Guangzhou Evergrande is owned by Evergrande, the largest real estate company in China with $65 billion in 2019 revenue.
“Evergrande Stadium will become a new world-class landmark comparable to the Sydney Opera House and Burj Khalifa in Dubai, and an important symbol of Chinese football to the world,” said Xia Haijun, president of Evergrande.
Wuhan, China’s coronavirus epicenter, allowed residents to leave their homes on March 23 after a two-month lockdown as the country begins to resume public life—with residents going to the mall, getting haircuts and heading back to work, per NBC. Though Guangzhou had been relatively unaffected by the initial COVID-19 outbreak, fears of a “second wave” of coronavirus from foreign visitors has plagued the city with mandatory 14-day quarantine for African nationals, showing the fear that still lingers with the threat of coronavirus.

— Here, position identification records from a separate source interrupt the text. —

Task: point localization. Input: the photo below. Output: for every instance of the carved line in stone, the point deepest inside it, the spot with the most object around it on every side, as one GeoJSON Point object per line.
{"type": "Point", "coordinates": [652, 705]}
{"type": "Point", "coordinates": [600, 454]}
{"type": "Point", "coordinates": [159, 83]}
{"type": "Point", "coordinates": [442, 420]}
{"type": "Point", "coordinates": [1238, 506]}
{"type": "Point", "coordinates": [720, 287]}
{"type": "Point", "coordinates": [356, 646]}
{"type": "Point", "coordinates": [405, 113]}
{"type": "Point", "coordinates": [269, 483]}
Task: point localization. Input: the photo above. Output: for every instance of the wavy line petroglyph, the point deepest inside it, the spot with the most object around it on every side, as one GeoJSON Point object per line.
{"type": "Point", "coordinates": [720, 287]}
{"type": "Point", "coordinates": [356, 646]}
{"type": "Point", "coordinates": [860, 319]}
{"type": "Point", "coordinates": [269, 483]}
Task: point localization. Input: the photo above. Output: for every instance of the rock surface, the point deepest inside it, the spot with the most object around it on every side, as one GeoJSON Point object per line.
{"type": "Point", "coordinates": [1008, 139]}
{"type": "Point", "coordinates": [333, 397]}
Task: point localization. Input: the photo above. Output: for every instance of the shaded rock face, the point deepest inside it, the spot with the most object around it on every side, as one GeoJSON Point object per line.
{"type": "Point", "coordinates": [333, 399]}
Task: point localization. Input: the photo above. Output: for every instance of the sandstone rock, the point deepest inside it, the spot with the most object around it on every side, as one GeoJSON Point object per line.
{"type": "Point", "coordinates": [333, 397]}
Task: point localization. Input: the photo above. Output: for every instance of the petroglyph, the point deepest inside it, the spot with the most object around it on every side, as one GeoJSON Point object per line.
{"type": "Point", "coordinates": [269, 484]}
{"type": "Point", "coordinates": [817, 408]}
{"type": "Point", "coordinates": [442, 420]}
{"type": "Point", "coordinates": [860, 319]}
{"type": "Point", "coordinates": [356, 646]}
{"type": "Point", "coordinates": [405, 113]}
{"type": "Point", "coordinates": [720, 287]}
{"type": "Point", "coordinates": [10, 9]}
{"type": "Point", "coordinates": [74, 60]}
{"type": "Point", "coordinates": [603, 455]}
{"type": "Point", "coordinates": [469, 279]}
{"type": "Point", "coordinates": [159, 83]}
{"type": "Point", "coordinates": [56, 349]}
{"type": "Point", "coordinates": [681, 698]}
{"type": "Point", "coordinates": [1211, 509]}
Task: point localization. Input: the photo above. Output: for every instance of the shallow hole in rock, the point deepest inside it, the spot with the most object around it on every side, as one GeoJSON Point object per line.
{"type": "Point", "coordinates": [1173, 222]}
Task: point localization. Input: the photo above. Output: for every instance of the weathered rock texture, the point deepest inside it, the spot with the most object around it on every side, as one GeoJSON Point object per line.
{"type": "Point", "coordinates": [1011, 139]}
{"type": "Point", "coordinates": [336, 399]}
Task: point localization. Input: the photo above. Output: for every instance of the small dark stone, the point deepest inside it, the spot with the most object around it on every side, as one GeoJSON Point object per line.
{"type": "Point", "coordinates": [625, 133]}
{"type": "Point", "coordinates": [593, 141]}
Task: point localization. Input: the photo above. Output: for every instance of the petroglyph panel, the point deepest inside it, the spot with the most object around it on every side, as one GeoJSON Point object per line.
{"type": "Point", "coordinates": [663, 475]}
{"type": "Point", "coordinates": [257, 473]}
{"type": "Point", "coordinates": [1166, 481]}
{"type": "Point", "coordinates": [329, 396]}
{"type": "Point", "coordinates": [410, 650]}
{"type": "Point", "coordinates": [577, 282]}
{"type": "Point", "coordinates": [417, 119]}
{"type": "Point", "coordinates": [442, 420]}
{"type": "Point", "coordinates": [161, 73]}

Currently, team Guangzhou Evergrande calls 58,500-seat Tianhe Stadium home, which attracted an average of 46,000 fans per game in 2019, per ESPN.
When China Super League team Wuhan Zall’s players left their hometown for spring training in Spain in January, they had no intention of remaining abroad for 104 days, per BBC. Yet, when cases spiked in Wuhan, the team decided to stick it out in their Malaga training camp while Wuhan was under strict lockdown with no travel in or out, ultimately stranding the soccer team abroad for months. Players returned to Shenzen on March 13, underwent three weeks of quarantine, and reunited with their families and fans on April 18 after 104 days abroad.